Wim_Wenders_pour_Nouvel_Écran14 Août 1945 Dusseldorf

Allemagne

Réalisateur

Alice dans les Villes, Au Fil du TempsL’Ami AméricainParis TexasLes Ailes du DésirSi loin, si ProcheBuena Vista Social Club, Le Sel de la Terre, Everything Will Be Fine, Anselm, Perfect Days.

ENTRETIEN : Le cinéaste, né en août 1945 en Allemagne, revient sur son enfance dans un pays en ruine.

Le quinzième prix Louis Lumière récompensera à Lyon, le 20 octobre, le réalisateur allemand Wim Wenders, dont la carrière s’étend sur plus d’un demi-siècle. A 78 ans, il sort simultanément deux films en salle : Anselm, un documentaire consacré au plasticien Anselm Kiefer, et Perfect Days, une fiction japonaise.

Je ne serais pas arrivé là si…

… si je n’avais pas découvert, à 22 ans, que le cinéma était une formidable alternative à la peinture. Que c’était même un art plus riche, puisqu’il impliquait tous les autres. C’était pour moi une découverte bouleversante, car je rêvais jusque-là d’être peintre. C’est à cette fin que j’avais quitté Düsseldorf pour venir étudier à Paris. Mais comme mes après-midi étaient libres et ma chambre de bonne glaciale, j’avais trouvé refuge à la Cinémathèque française. J’ai commencé par voir un film par jour, puis deux, puis trois, tous présentés par Henri Langlois, le fondateur de la Cinémathèque. En un an, j’avais visionné toute la collection. Et compris que je voulais devenir cinéaste.

Donc un changement de cap radical !

En vérité, c’était mon deuxième changement de cap. Car, en Allemagne, j’avais commencé par étudier la médecine. Mon père l’exerçait avec foi, et je trouvais que c’était un beau métier.

Vous embrassiez la médecine pour faire plaisir à votre père…

Oui, mais pas seulement. J’avais travaillé à l’hôpital auprès des malades, et j’avais adoré cela : les laver, les nourrir, les raser avant les opérations…

Il faut aimer les gens pour choisir d’accomplir ces tâches…

J’aimais les gens, beaucoup. Et j’aimais l’hôpital. Mais la peinture me taraudait et j’ai vite compris qu’elle me donnait plus de plaisir que mes cours de médecine. Quand je l’ai annoncé à mon père, il a ri : « Je le savais depuis le début ! Mais c’était à toi de le découvrir par toi-même ! » Ça m’a libéré. « Veux-tu faire une école ? »,a-t-il demandé. « Non, je veux aller à Paris. »

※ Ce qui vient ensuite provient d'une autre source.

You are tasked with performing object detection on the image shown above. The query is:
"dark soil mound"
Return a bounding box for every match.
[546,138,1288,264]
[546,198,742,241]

C’était bien arrogant de viser tout de suite Paris, mais je souhaitais être au cœur de la création, là où les grands peintres avaient étudié. Mon père a avalé sa salive : « D’accord. Je vais continuer à t’entretenir au niveau de ce que coûterait la fac de médecine ou une école allemande. Mais si Paris se révèle plus cher, ce sera pour toi. » Je ne serais donc pas arrivé là si mon père ne m’avait pas laissé venir à Paris… siège de la Cinémathèque !

Jean-Paul Sartre disait : « L’enfance décide. » Qu’a donc décidé votre enfance ?

Tout ! Mais laissez-moi d’abord vous raconter ma rencontre éclair avec Sartre ! Vous voyez le coin du boulevard Saint-Germain et de la rue du Dragon ? C’est là, un soir d’hiver 1964, alors qu’il neigeait et que je courais aussi vite que possible sur la chaussée glissante, que j’ai percuté de plein fouet un petit monsieur qui est tombé par terre en conservant sa pipe entre les lèvres. Il était fou furieux. Comme je l’aidais à se relever, en me confondant en excuses, j’ai reconnu Jean-Paul Sartre. Il a secoué la neige accrochée à son manteau et il est parti en maugréant. Je n’ai même pas eu le temps de lui dire qu’en cours de littérature, quand on nous avait demandé de traduire en allemand un texte récent, j’avais choisi de traduire Les Mots. J’avais eu une bonne note.

Mais l’enfance ?

Ah, l’enfance ! Je n’ai pas fait exception à la règle : mes 7-8 ans ont décidé de qui je serais. C’est à cette époque que j’ai senti, compris, intégré beaucoup de choses, notamment les règles sociales dans une Allemagne en ruine, une Allemagne qui n’existait quasiment plus mais qu’il fallait reconstruire, un pays nouveau qui ne savait pas encore ce qu’il était, mais qui avait un avenir… à condition d’oublier son passé et d’être solidaires. On était tous égaux. Il n’y avait pas de hiérarchie, de classes sociales. Tout le monde était pauvre, mais content d’avoir survécu et d’avoir une nouvelle chance. Alors on s’entraidait. Il y avait une vraie fraternité. Un respect mutuel. Et une considération pour la valeur des choses. On ne jetait rien et chaque pièce comptait. J’ai adoré cette société-là.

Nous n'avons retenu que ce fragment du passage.